We the consumer benefit from paying these workers slave wages and denying them many of the basic rights that the majority of other workers in this country enjoy. These workers are viewed as criminals, job thieves, subhuman. I have to laugh and cringe at those who claim that these “illegals” are “stealing” jobs from good Americans. Really? I don’t see anybody else standing in line asking to go pick watermelons by hand, wrangle chickens, or slaughter cows at the same wages that those “illegals” get paid. What I do see is a massive amount of denial going on. So long as it’s their bodies staying out in the hot sun for hours at a time, so long as it’s their lungs inhaling the pesticides, so long as it’s their backs that are breaking to provide the food on our tables and to make our middle-class lives more plush, we don’t seem to have any problems at all with letting their suffering sustain our low grocery bill. But we really need to ask ourselves, at what point do we finally decide that slave labor is not only immoral but also antithetical to our vision of what America should be? When do Christians and other people of faith decide to make a statement that these practices do not coincide with their beliefs? At what human cost are we so willing and eager to pay for cheap produce?
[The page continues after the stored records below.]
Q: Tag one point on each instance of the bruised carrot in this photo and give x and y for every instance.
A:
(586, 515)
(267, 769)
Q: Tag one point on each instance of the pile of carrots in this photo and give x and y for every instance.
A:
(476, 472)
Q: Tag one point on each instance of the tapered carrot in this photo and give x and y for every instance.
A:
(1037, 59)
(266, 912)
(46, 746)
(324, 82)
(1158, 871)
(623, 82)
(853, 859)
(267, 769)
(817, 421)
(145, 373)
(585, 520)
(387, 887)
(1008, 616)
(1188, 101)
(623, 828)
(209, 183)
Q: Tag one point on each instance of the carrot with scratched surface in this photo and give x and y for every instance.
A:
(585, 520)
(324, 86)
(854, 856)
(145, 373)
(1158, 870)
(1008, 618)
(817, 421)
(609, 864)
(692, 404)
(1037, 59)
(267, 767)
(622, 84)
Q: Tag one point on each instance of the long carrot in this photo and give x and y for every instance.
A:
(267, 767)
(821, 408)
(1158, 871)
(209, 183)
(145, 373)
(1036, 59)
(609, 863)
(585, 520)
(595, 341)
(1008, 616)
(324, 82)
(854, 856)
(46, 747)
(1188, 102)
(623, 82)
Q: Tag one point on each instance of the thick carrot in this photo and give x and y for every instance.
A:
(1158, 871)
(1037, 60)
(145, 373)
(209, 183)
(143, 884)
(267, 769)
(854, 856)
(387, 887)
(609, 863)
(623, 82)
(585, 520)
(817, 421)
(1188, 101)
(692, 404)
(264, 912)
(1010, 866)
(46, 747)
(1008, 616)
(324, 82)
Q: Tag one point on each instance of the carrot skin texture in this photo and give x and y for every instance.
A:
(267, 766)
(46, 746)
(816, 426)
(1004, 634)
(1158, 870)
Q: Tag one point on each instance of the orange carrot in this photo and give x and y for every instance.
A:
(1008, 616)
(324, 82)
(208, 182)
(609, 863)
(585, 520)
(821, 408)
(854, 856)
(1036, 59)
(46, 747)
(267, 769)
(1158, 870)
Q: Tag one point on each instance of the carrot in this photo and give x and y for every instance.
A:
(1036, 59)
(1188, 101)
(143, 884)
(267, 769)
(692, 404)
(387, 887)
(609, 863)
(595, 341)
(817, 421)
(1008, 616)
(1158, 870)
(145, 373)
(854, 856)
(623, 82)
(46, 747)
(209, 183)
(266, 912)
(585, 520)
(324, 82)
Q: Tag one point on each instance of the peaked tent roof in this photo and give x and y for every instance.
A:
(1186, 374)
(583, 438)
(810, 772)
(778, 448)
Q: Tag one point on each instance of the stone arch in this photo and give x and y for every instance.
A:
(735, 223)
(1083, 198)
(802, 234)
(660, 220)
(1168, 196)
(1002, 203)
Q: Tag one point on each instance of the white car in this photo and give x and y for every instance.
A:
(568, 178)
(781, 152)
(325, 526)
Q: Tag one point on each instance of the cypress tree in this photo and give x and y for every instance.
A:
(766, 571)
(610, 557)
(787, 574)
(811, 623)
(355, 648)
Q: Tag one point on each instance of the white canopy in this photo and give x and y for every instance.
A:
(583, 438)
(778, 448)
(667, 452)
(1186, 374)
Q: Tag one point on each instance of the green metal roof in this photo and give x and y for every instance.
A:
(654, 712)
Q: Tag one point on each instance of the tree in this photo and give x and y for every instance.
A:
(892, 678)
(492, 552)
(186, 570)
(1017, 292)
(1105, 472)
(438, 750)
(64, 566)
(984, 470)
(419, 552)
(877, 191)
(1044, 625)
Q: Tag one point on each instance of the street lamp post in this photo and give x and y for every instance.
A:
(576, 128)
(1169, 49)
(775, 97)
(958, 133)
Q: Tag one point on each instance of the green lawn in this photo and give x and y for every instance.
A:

Those who say, “I love God,” and hate their brothers or sisters, are liars; for those who do not love a brother or sister whom they have seen, cannot love God whom they have not seen.” – 1 John 4:20, NRSV

“But if anyone has the world’s goods and sees his brother in need, yet closes his heart against him, how does God’s love abide in him? Little children, let us not love in word or talk but in deed and in truth.” – 1 John 3:17-18, ESV

+ Katie +

(1) Rural America, 2002; (2) US Dept. of Labor, Prevailing Wage Surveys (NC), 2002; (3) National Agricultural Workers Survey, US Dept. of Labor, 2005.; (4) National Center for Farmworker Health.